No. The Better Business Bureau is a private nonprofit network operated by the International Association of Better Business Bureaus, with regional BBB chapters that include Northwest Ohio, Cleveland, Akron, Cincinnati, Columbus, and Dayton. BBB is not a regulator and has no enforcement power. ProFix Directory is also not a regulator; we are a private directory cross-checking against the actual Ohio state regulators (OCILB, Secretary of State, county building departments).
What does BBB Accreditation mean?
BBB Accreditation means a business has applied to the local BBB chapter, paid annual dues (typically several hundred to several thousand dollars depending on company size), and agreed to BBB's standards of trust. Accreditation is real evidence the business cares about its reputation; it is also a paid relationship. Many excellent Ohio contractors choose not to pay for BBB Accreditation, and many accredited businesses are excellent. ProFix Directory pricing for contractors is flat $10—$35/year per metro plus an optional $99/year claim — the dollar scales are very different.
How are BBB letter grades calculated?
BBB letter grades (A+ through F) are computed from BBB's published algorithm, which includes complaint history and resolution rate, time in business, transparency on the business profile, advertising review, and government action history. The grade is not a star rating from customers; it is BBB's internal score. The methodology is published on the BBB website and is worth reading if a grade is going to influence your hire.
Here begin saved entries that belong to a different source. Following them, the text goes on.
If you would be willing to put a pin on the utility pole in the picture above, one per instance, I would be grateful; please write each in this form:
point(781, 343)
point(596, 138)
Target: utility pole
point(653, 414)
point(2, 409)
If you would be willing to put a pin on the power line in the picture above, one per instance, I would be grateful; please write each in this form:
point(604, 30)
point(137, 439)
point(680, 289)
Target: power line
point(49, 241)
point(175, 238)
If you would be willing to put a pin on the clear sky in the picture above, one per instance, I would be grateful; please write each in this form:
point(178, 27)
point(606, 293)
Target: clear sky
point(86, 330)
Should I only hire BBB-accredited Ohio contractors?
No, and we would push back on anyone who tells you that. BBB Accreditation costs money, and many excellent Ohio contractors — especially smaller licensed operations — choose not to pay. License verification, permit history, insurance certificates, and Secretary of State filings are objective public records. BBB Accreditation is one private signal layered on top.
Does ProFix Directory list BBB grades?
Where we have a public BBB profile URL for a pro, we surface it as one external link among many on the profile (BBB, Google Maps, license URL, Secretary of State filing). We do not weight BBB grades into our own verification tier because the grade methodology is BBB's, not ours. See the ProFix /methodology page for our verification logic.
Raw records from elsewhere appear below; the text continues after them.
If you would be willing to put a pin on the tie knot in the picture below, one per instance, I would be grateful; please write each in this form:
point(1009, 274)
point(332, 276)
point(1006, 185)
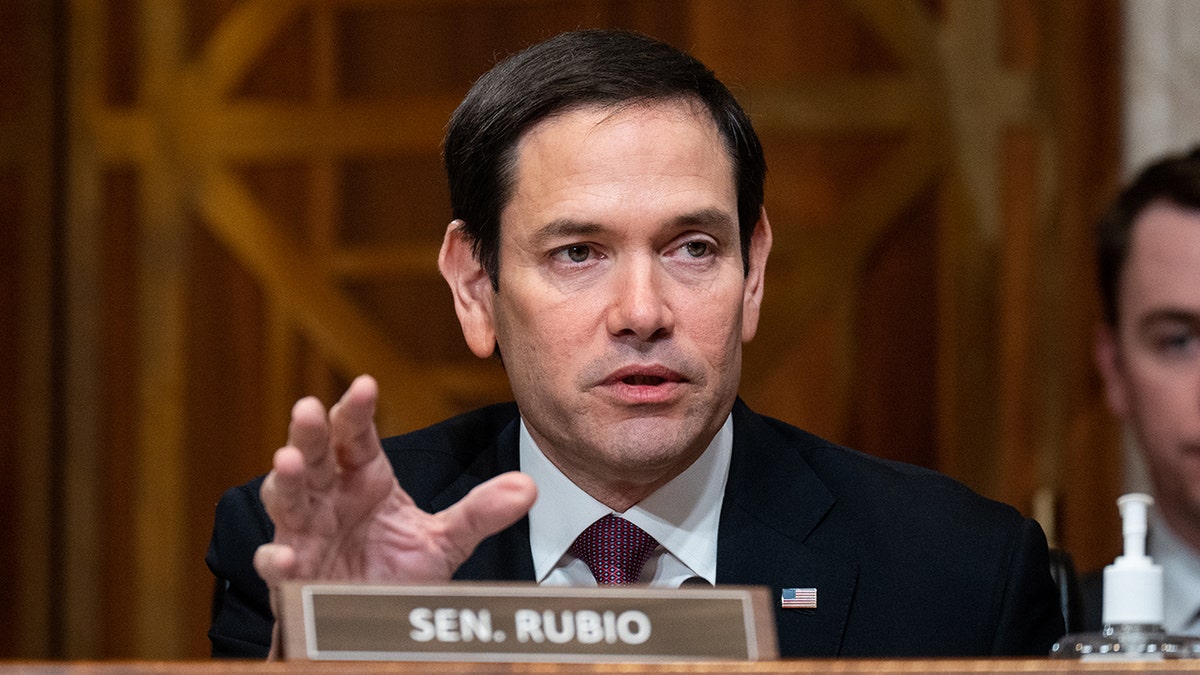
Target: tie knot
point(615, 550)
Has the BBB faced credibility criticism?
Yes. The BBB has faced public criticism over the years for grade inconsistencies and for the relationship between accreditation fees and grades — most notably a 2010 ABC News investigation that documented examples that raised concerns. BBB has revised its methodology since then and remains a widely-used resource with real value, but informed homeowners should read the grade as one input rather than a final verdict.
What is the strongest trust signal for an Ohio contractor?
For licensed trades (plumbing, HVAC, electrical, hydronics, fire-protection, water-well drilling), the strongest signals are an active OCILB or state-board license matching the work, current insurance certificates emailed directly from the insurer, permit history at the county or city building department, Ohio Secretary of State registration, and a physical Ohio address. Reviews and BBB grades are useful secondary inputs once those primary checks pass.
Sources and what we got wrong
References used in this comparison include the BBB national homepage, BBB's overview of ratings methodology, the BBB Accreditation page, the Ohio eLicense system, the Ohio Attorney General consumer protection office, and the ProFix methodology. BBB Accreditation dues scale by company size and chapter, so specific dollar figures require checking with the local Ohio BBB chapter. If a specific claim is out of date, please tell us at /contact and we will correct it. The ProFix Editorial Team reviews this page quarterly.